Alongside this bleak reality facing the church is another reality facing America, which is no less bleak: Our fertility rate has fallen off a cliff. And as Germany, Russia, Ukraine, South Korea, Japan, and China are all discovering now, disastrously low fertility leads to other social disasters. But it isn’t just that we aren’t having kids in America; we are enormously dysfunctional when it comes to sex more generally. Whether it is the rise of the incels, the ubiquity of porn, or heartbreaking studies like this one which recently found that a quarter of all women at one university reported being choked during their last sexual encounter, it is clear that we have very little idea what sex is for.
This, in fact, is precisely as Tolkien predicted decades ago. Elsewhere in his letter to Lewis, he said that the disorders and abuses brought about by more permissive divorce laws would never be limited to more permissive divorce laws:
Wrong behavior (if it is really wrong on universal principles) is progressive, always: it never stops at being “not very good,” “second best” – it either reforms, or goes on to third-rate, bad, abominable.
Of course, an ignorance about the most basic human community in creation —the family — will inevitably manifest as more general confusion about human community writ large. And so here we are.
We live in a deeply unhealthy society marked by loneliness, rootlessness, and the dissolution of the family and most other forms of thick community. This has created a crisis of meaning and belonging for millions. Unsurprisingly, many are now turning to drugs, gambling, and alcohol to slake their thirst for something real. This, then, is the best prudential case against the RFMA: We are living in mad times marked by uniquely unhealthy and destructive beliefs about the body, sexuality, and marriage. It cannot go on forever. So why would we encode that madness even more explicitly and intractably into our nation’s laws?
Mark Sayers argues that in gray zone moments, such as our own, the dying era often becomes a gross, exaggerated caricature of itself before it finally passes away.
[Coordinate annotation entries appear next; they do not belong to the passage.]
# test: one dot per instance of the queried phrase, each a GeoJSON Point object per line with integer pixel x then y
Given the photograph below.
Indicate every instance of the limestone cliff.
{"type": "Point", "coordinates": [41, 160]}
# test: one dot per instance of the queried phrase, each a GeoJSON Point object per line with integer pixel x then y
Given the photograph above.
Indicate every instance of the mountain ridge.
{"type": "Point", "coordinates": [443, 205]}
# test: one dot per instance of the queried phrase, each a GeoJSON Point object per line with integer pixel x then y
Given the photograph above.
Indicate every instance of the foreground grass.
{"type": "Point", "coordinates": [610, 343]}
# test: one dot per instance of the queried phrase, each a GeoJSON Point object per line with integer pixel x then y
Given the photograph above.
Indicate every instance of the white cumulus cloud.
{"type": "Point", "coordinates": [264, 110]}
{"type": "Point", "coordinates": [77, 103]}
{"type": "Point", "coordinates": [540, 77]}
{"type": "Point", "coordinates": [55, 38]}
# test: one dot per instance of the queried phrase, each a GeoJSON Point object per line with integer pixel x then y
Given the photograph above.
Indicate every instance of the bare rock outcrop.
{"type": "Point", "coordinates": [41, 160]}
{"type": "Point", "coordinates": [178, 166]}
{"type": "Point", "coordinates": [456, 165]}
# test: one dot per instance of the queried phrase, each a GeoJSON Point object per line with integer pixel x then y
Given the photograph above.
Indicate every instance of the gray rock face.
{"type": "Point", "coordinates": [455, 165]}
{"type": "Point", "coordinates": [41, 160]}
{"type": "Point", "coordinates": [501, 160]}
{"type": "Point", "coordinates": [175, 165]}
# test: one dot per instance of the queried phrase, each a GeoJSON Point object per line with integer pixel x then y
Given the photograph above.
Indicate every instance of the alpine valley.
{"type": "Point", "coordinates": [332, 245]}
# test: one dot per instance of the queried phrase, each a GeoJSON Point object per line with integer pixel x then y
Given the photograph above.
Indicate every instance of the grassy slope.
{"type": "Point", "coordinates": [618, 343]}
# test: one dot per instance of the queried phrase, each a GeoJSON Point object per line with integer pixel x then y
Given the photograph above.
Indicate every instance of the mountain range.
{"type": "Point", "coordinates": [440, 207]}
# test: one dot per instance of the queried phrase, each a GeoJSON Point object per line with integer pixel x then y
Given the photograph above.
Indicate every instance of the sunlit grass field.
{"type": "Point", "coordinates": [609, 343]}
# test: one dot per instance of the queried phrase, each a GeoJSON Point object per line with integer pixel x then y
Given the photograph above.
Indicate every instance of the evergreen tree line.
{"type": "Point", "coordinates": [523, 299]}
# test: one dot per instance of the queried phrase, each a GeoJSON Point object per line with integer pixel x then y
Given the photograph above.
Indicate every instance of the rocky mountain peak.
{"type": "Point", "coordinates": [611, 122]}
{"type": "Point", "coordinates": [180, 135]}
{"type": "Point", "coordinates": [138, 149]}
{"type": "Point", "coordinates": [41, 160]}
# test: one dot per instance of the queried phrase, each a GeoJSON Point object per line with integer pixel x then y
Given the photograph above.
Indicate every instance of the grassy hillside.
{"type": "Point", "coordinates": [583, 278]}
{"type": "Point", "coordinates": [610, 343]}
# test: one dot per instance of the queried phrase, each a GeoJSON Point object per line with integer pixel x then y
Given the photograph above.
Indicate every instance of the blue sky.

Certainly one could consider current ideas about sexuality and gender to be an example of precisely those dynamics. In which case, we would do well to heed those suggesting we may be closer than we think to an era of “sex negativity.” Far better, than, to preserve the truth about marriage and the family as much as we can and to fight against the codification of lies into our nation’s law in order to make it all the easier to restore the truth to our political lives in the years to come.
The RFMA debate is significant for us in two ways: First, because it raises the interesting and vital questions that the post-boomer church in America will have to take seriously. Second, because most of our current leaders aren’t reckoning with the problems staring us down but are instead relitigating tired old debates whose relevance has long since passed.
If the church is to have a future in America — and I am quite convinced that we can actually have a very bright future in this country — then our leaders will need to stop adjudicating old disputes and reckon with the emerging shape of the post-boomer church.